Keep Mental Health Housing Funds in the State Budget

Join the Supportive Housing Network of NY and the Bring it Home Campaign! Send an e-letter to your local NYS Legislators and Governor Kathy Hochul, urging them to keep promised funding for New York State Mental Health Housing Programs in the final 2022-23 State Budget.
Find the contact information for your local legislators in this online directory.
Copy and paste the message below into an email and send the letter as many times as you like. Please circulate widely!
COPY AND PASTE INTO YOUR E-LETTER
Governor Kathy Hochul put a $104 million two-year commitment ($65 million in 2022-23 and $39 million in 2023-24) and a 5.4% Cost of Living Adjustment (COLA) for community-based mental health housing programs in her Executive Budget.
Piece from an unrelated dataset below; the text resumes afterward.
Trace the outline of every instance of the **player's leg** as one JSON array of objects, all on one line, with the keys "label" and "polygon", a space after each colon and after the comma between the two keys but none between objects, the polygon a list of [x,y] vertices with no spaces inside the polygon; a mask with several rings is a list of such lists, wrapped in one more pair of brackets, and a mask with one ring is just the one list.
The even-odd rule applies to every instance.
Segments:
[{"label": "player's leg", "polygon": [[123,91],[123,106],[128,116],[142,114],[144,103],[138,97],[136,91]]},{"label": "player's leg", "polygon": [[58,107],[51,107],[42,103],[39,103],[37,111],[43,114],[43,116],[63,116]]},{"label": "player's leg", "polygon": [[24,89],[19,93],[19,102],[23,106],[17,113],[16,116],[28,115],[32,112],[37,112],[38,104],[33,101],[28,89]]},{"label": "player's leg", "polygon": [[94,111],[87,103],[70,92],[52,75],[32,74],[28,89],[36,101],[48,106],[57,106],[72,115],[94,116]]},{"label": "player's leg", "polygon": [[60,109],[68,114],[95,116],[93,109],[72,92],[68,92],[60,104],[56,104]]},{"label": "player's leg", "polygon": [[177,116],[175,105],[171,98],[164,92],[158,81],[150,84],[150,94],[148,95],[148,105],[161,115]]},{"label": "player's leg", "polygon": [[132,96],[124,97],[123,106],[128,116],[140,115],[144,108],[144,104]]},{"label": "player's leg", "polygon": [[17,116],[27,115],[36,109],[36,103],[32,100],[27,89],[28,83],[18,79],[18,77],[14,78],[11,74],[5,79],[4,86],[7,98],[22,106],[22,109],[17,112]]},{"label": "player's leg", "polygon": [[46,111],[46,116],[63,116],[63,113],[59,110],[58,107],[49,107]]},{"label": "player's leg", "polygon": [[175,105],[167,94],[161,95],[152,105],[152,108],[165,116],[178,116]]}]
Please ensure they are included in the 2022-2023 Final Budget!
Governor Hochul’s proposed Executive Budget contains unprecedented NEW dollars for OMH community-based mental health housing — including a two-year commitment of $104 million, with $65 million to be allocated in Fiscal Year (FY) 2023 and $39 million in FY2024. These dollars are in addition to the full funding of the 5.4% human services COLA.
As your constituent, I urge you to keep those funds in the final 2022-23 New York State budget.
Here are a few critical statistics to consider:
- 40% - 70% of funding for NYS mental health housing, depending on program type, has been lost to inflation.
- 40,000 mental health community-based housing units are in jeopardy due to years of inadequate funding.
- Community housing is 40% - 94% less expensive, depending on housing model and institution, than psychiatric institutions, other hospitals, nursing homes, shelters, jails and prisons.
There are many benefits to adequately funding mental health housing - especially for the overburdened medical institutions throughout the state. In fact, the NYS Department of Health's Medicaid Redesign Team and its Special Needs Housing Pilots confirmed this by showing that medical health housing programs result in a:
- 15% reduction in Medicaid spending
- 40% reduction in inpatient admissions
- 26% reduction in ER use
- 44% reduction in inpatient rehab
- 27% reduction in psychiatric inpatient admissions
Mental Health Housing funds — as well as the increased human services COLA — will go a long way toward closing the $159.5 million gap created by years of underfunding. It's time to Bring It Home! Please ensure these funds stay in New York’s finalized FY2023 State Budget.